Assad regime forces break Daesh siege on Syria's Deir el-Zour
This photo released Sept. 3, 2017 by the Syrian official news agency SANA, shows Syrian troops and pro-regime gunmen standing next to a placard in Arabic which reads, ,Deir el-Zour welcomes you,, Deir el-Zour, Syria. (SANA via AP)


Assad regime forces and their allies have reached the eastern city of Deir el-Zour, breaching the nearly 3-year Daesh terrorist group siege on regime-held areas, Syrian state TV and an opposition activist group said Tuesday.

The TV said troops advancing from the west reached the western outskirts of the city that has been contested since January 2015.

"The Syrian Arab Army has advanced on the Brigade 137 base front on the western side of Deir el-Zour city and broken the siege imposed by the Daesh organisation," Syrian state TV said, adding that Daesh defenses "have collapsed."

Breaking the siege on Deir el-Zour marks another victory for Assad regime, whose forces have been advancing on several fronts against Daesh and opposition groups over the past year.

Rami Abdurrahman who heads the Britain-based Syrian Observatory for Human Rights said advancing troops and those defending the city have met.

The news come hours after Russian frigate Admiral Essen fired Kalibr cruise missiles at Daesh targets near Deir al-Zor to help a Assad regime offensive in the area.

Thousands of people have been fleeing Deir el-Zour province because of the offensive, many of them heading toward the northeastern province of Hassakeh held by U.S-backed SDF, a coalition in which terrorist PKK's Syrian offshoot People's Protection Units (YPG) is the dominant force. Last week dozens of people trying to leave the region were killed or wounded by mines laid by the Daesh militants.

The city has been cut off since 2013, after rebel groups rose up against Assad during the first flush of Syria's six-year war. Daesh then overran opposition positions and surrounded the regime's enclave in the city in 2014.

It was a major prize. Deir el-Zour is the center of Syria's oil industry, a source of wealth to the group and a serious loss to Damascus. As the army has pushed east in recent months, oil and gas fields have once more fallen to the regime.

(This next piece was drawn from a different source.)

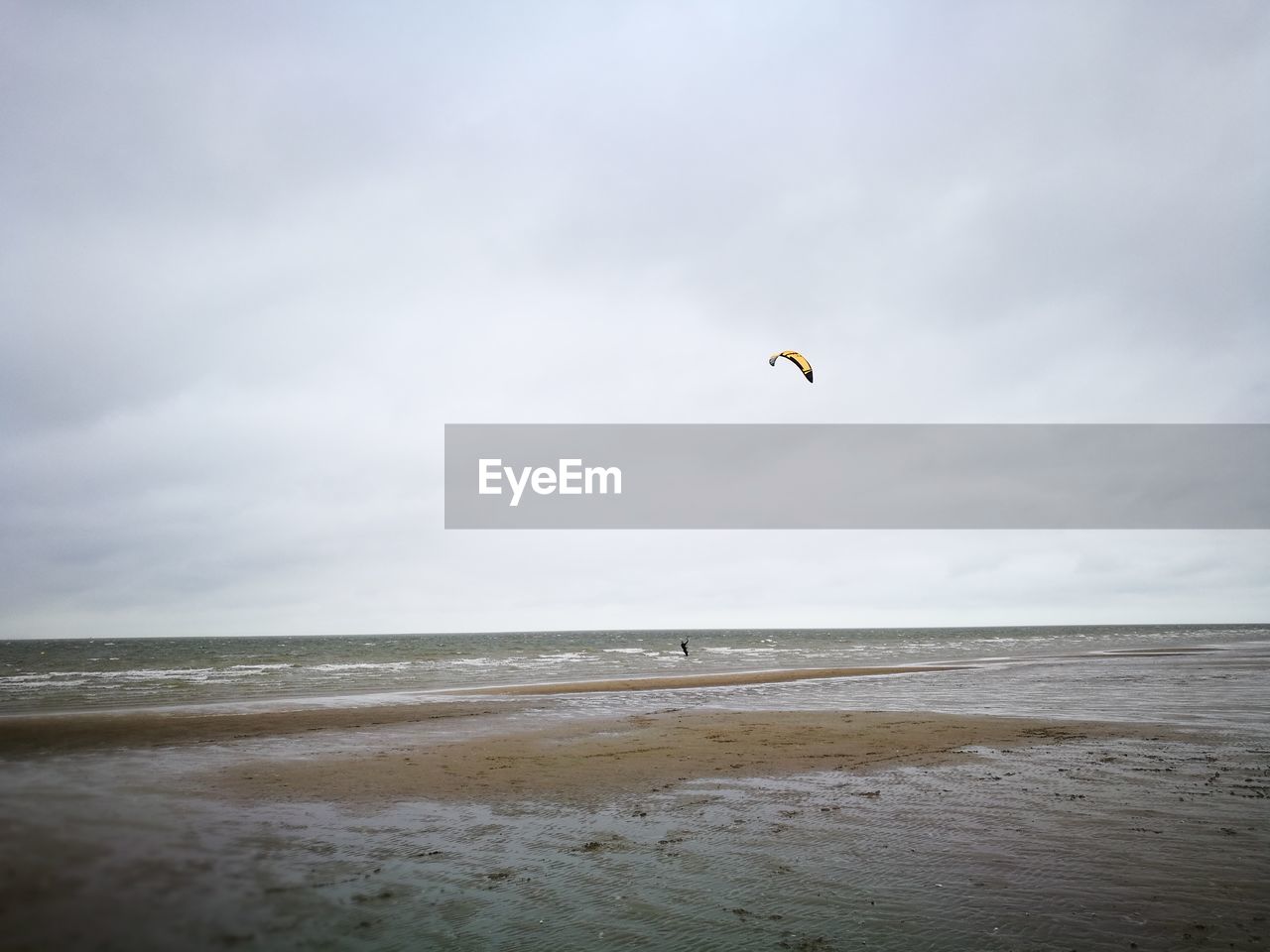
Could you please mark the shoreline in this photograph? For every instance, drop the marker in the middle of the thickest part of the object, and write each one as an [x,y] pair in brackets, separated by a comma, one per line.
[636,756]
[721,679]
[141,728]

Daesh fighters have stepped up efforts this year to seize the enclave before the army could arrive. In January, they managed to sever it from the military airbase in the city and take over a nearby hill, further straining its links to the outside.

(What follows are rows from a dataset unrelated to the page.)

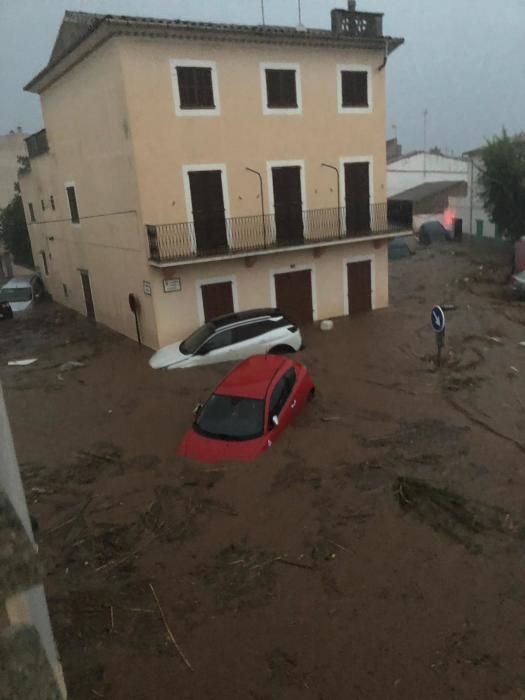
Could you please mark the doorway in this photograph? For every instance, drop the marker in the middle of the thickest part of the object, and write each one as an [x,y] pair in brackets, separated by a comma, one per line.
[217,299]
[88,296]
[293,295]
[357,197]
[288,204]
[207,204]
[479,228]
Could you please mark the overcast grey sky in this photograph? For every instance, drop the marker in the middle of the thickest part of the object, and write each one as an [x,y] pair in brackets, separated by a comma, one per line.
[463,60]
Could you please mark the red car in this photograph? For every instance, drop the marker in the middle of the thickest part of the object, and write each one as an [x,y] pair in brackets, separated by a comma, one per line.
[249,410]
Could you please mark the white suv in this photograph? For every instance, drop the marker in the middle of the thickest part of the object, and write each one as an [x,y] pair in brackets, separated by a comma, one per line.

During the long siege, the city has been supplied via high-altitude air drops. The United Nations said in August it estimated there were 93,000 civilians in the regime's Deir el-Zour pocket, where conditions were "extremely difficult". The pre-war population of once one of Syria's most developed cities was 300,000.

The U.N. began air dropping aid into the city in April 2016, and it has staged dozens of deliveries of food and other humanitarian supplies.

But that route has also been fraught with difficulties, and the program was briefly suspended after the Daesh advance in January during which the terrorist group overran the aid dropzone.

Activists also report dire conditions in Daesh-held territory, particularly as Syria's army has neared, cutting supply routes.